Description

Nearly 50% of all Americans will suffer from a mental health disorder during their lifetimes. Brain stimulation treatments, including repetitive transcranial magnetic stimulation (rTMS), are increasingly used to normalize dysfunctional brain circuits in these disorders. Mechanistically, rTMS is thought to work by changing the synaptic strength of neurons, referred to as brain plasticity. Despite the variety of disorders targeted and significant between-patient heterogeneity, rTMS is currently applied in a manner that is one-size-fits-all (without any individual optimization of the stimulation pattern) and open-loop (fixed schedule of stimulation pattern, with no measurement or adjustment during rTMS). We believe that the response rate of rTMS for depression, which is at present <50%, can be improved through personalized brain stimulation that enhances target engagement and maximizes plasticity. To personalize brain stimulation, one must (1) measure and monitor brain changes in real-time; (2) determine the optimal stimulation patterns for inducing brain changes; (3) develop adaptive treatments to drive desired changes on an individual patient-specific level over time. Such personalization of brain stimulation will increase our mechanistic understanding of brain plasticity to improve efficacy in non-responders to standard treatments.

The primary goals of my research program are to (1) discover brain biomarkers that predict progression to clinical remission, and (2) develop closed-loop treatment algorithms that optimize these biomarkers and improve clinical outcomes. We will focus on depression as it is the leading cause of disability worldwide and and medications are ineffective or not tolerated for close to half of these patients. Leveraging my previous work, we propose three stages of development of personalized brain stimulation using single pulses of TMS combined with electroencephalography (TMS-EEG) to generate a causal measurement of brain state that can easily be translated to the clinic.
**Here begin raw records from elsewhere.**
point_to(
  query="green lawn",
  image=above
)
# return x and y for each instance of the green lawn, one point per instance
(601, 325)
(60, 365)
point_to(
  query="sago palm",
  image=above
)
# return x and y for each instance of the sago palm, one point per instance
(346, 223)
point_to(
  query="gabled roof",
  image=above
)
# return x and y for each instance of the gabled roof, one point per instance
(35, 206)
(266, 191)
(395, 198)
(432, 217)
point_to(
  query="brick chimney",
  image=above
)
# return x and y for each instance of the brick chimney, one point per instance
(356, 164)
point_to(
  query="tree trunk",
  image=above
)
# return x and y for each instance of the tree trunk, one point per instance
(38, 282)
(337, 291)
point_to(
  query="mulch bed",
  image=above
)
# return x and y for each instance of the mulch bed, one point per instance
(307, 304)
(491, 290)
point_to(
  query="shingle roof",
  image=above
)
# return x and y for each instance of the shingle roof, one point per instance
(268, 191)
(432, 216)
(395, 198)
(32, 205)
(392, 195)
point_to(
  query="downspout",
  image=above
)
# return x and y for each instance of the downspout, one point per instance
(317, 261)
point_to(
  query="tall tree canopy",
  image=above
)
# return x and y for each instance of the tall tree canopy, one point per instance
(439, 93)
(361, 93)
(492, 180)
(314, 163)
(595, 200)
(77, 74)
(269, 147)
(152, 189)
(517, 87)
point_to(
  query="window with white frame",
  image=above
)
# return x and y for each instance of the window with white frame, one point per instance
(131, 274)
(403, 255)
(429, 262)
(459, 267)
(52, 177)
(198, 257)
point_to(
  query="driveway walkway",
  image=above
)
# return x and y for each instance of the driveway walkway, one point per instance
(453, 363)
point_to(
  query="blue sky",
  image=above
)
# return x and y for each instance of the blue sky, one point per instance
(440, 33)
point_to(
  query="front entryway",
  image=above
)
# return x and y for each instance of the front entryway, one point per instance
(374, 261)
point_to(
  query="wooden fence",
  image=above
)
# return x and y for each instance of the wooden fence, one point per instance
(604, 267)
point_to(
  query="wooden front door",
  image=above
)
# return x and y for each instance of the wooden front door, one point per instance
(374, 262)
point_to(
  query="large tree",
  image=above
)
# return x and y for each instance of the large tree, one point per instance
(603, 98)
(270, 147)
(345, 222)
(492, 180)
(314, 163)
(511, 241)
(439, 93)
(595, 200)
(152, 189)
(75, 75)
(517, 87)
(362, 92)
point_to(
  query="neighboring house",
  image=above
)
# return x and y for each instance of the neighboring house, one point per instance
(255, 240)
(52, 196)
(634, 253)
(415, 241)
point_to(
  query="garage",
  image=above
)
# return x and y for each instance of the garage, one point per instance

The TMS-EEG depression severity biomarker that I recently discovered occurs 30 milliseconds after administering a TMS test pulse (p30) in the fronto-parietal network (FPN), a region implicated in depression. The degree of suppression of this p30 signal predicted clinical outcome in depressed patients following rTMS treatment. Additionally, a single stimulation session was sufficient to suppress the p30 during and for 30 minutes after stimulation. This work indicates that p30 suppression can be monitored in real-time and has the potential to support empiric treatment optimization.

Findings from this study will provide the basis for a double-blind, randomized clinical trial of closed-loop rTMS against standard rTMS.